To test whether there was significant univariate BOLD activity against baseline, one-tailed, one-sample t tests against 0 were used and the resulting p values were corrected across conditions and time points using the FDR method. To examine whether there were significant differences in univariate BOLD activity between ROIs and conditions, we performed a two-way (ROIs × conditions) repeated-measures ANOVA with each epoch. For subsequent pairwise comparisons between conditions, one-tailed, paired t tests were used, and p values were FDR corrected.

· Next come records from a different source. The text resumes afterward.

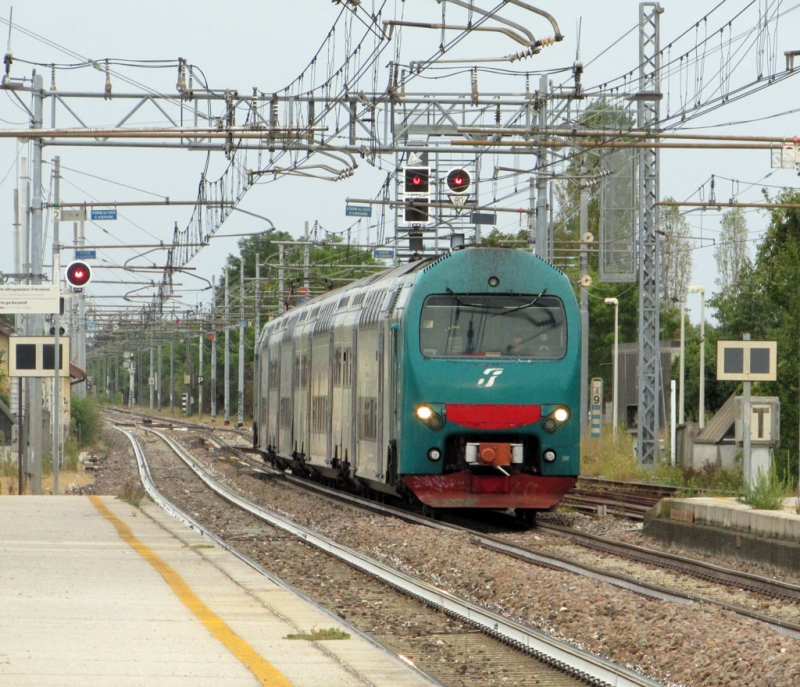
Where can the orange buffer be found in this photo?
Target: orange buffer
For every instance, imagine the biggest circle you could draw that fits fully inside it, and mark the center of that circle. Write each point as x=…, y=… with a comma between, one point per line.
x=467, y=490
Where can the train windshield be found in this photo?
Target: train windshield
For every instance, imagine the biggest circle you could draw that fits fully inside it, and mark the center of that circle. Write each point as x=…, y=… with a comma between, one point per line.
x=498, y=326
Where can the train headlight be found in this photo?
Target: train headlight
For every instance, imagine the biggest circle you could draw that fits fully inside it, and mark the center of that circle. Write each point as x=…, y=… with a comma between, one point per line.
x=424, y=413
x=434, y=454
x=429, y=416
x=561, y=414
x=556, y=418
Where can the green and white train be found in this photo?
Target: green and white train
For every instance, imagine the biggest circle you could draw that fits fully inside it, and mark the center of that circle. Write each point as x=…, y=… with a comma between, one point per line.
x=453, y=380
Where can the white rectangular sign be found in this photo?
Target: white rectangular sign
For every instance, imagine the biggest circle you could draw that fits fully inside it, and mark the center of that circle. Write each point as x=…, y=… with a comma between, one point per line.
x=29, y=299
x=33, y=356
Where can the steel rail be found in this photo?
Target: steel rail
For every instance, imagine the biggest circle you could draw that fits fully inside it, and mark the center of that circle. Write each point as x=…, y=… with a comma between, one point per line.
x=178, y=514
x=569, y=658
x=708, y=571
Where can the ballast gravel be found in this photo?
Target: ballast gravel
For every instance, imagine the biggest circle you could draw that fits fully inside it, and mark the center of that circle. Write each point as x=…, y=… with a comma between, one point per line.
x=676, y=644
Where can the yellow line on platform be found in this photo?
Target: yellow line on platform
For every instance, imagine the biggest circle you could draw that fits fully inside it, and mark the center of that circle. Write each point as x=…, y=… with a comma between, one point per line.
x=266, y=673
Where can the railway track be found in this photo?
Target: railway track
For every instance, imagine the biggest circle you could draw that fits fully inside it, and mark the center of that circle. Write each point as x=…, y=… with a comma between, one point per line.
x=576, y=666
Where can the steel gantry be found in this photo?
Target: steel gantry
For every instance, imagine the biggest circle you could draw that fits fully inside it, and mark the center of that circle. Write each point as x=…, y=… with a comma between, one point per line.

Eye-tracking data analyses

Eye-tracking data in Experiment 2 were preprocessed using methods provided in previous literature (Nystrom and Holmqvist, 2010) and custom codes. Data were first filtered using a Savitzky-Golay FIR smoothing filter. Eye blinks and other artifacts were removed using a velocity-based algorithm and acceleration criteria. Data were then baseline-corrected using average data from −200 to 0 ms before sample onset, and averaged within a 100 ms time window to reduced computational load. To examine whether the decoding differences between conditions were a result of differences in eye movement patterns, we decoded orientations from eye position data. Because eye position data consisted of only two dimensions (x and y coordinates), IEM was not applicable. Instead, we used SVMs to decode orientations. To be specific, we divided all trials into four bins based on their orientations (22.5°-67.5°, 67.5°-112.5°, 112.5°-157.5°, 157.5°-22.5°), and performed SVM classification between bins that were 90° apart. Decoding accuracies were then averaged across classifiers. This procedure was performed for each condition and each time point separately, and decoding results were further averaged across time points of sample and delay periods. Differences in eye position decoding performance between different conditions were evaluated using a one-way repeated-measures ANOVA.